Victoria Pruim, Zachary Parks, Simon Liu

iObstacle

April 24th, 2018

University of North Carolina, Wilmington

Abstract

There are many applications, from video game design to the planning of city infrastructure, where being able to find a path (i.e., “pathfinding”) between two points in space, virtual or real, would be a valuable tool. This process of pathfinding, in one of its simplest forms, can be further investigated by attempting to find a solution to a relatively simple and familiar problem, solving a maze.

I. INTRODUCTION

This paper describes an experiment performed to compare the computational complexity of three algorithms used to find the shortest series of moves to create a path from a set start position to a set end position, for an object to travel on a square grid which contains obstacles (a maze).

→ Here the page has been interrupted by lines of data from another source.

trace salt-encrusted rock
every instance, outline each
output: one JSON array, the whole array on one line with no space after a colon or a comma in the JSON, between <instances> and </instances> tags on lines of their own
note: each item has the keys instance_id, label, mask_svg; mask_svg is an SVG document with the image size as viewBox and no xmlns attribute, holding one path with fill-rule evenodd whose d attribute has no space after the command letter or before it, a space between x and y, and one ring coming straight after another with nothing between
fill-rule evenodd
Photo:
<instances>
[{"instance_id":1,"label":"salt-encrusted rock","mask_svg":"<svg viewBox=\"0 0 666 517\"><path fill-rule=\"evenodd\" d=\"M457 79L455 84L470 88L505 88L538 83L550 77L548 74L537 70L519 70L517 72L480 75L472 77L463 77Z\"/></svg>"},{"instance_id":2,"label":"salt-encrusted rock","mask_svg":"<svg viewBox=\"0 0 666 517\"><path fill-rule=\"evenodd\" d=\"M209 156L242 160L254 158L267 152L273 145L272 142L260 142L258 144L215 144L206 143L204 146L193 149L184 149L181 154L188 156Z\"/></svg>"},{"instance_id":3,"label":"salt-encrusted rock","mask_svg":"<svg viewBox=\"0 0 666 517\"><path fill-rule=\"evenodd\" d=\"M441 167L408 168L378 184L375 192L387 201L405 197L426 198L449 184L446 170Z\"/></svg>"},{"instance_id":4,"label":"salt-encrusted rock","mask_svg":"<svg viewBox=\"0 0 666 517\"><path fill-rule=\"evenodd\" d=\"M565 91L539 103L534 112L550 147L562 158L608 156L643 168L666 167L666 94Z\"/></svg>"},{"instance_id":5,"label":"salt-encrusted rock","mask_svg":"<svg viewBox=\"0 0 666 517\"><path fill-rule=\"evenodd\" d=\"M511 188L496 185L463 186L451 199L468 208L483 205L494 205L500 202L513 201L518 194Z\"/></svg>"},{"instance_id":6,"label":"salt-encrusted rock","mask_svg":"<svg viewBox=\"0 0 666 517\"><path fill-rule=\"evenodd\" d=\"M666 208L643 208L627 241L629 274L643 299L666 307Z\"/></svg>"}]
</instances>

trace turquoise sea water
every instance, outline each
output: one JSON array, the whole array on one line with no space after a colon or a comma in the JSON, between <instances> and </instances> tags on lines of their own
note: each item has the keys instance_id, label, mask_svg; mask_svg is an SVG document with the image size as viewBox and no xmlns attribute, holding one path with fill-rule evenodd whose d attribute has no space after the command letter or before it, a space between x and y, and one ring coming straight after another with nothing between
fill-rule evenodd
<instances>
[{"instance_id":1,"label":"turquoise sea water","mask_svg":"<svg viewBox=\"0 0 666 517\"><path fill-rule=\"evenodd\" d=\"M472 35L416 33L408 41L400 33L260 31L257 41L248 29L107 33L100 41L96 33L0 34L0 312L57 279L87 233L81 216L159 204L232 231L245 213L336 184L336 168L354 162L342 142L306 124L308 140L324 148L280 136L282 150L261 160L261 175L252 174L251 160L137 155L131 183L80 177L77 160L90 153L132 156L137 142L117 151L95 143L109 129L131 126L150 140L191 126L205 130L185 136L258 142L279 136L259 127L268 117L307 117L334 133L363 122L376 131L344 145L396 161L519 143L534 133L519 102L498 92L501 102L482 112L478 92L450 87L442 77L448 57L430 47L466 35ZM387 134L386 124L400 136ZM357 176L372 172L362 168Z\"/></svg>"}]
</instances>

Fig. 1 Example of maze unsolved and solved

II. FORMAL PROBLEM STATEMENT

In order to state our problem formally, we must define the maze, start/end points, squares, obstacles, moves, and paths. A maze can be visually represented as a orthogonal square grid of two sets of evenly-spaced parallel lines at perpendicular angles to one another. In a grid of size n2 squares, all of the squares(s) on the grid are represented by an ordered pair. Those ordered pairs are in the set S where:

S={ (0,0), (0,1), .... (0,n-1), (1,0), (1,1), …. (n-1, 0), (n-1,1), … (n-1,n-1)}

s ∈ S, s=0 or s=1. If s=0, then s represents an obstacle, if s=1, then s represents an open path. Our grid will be represented by a 2D array populated with 0’s and 1’s. The start position is a square on the grid and is the object’s first current position. The end position is the goal square, where object is attempting to find. The object’s size is one square. A move is a transition from one square with a value of 1 to anadjacent square with a value of 1.

Two squares are adjacent if for one square with coordinates (i,j) where both i and j are in the range (0,n) , the other square’s coordinates are (i,j+1) , (i, j-1), (i+1, j) , or (i-1,j).

m = { (si, sj) | si∈S, sj ∈ S, si ≠ sj, and si , sj = 1}.

A path is a series of moves, such that the second square in one move is the first square of the following move.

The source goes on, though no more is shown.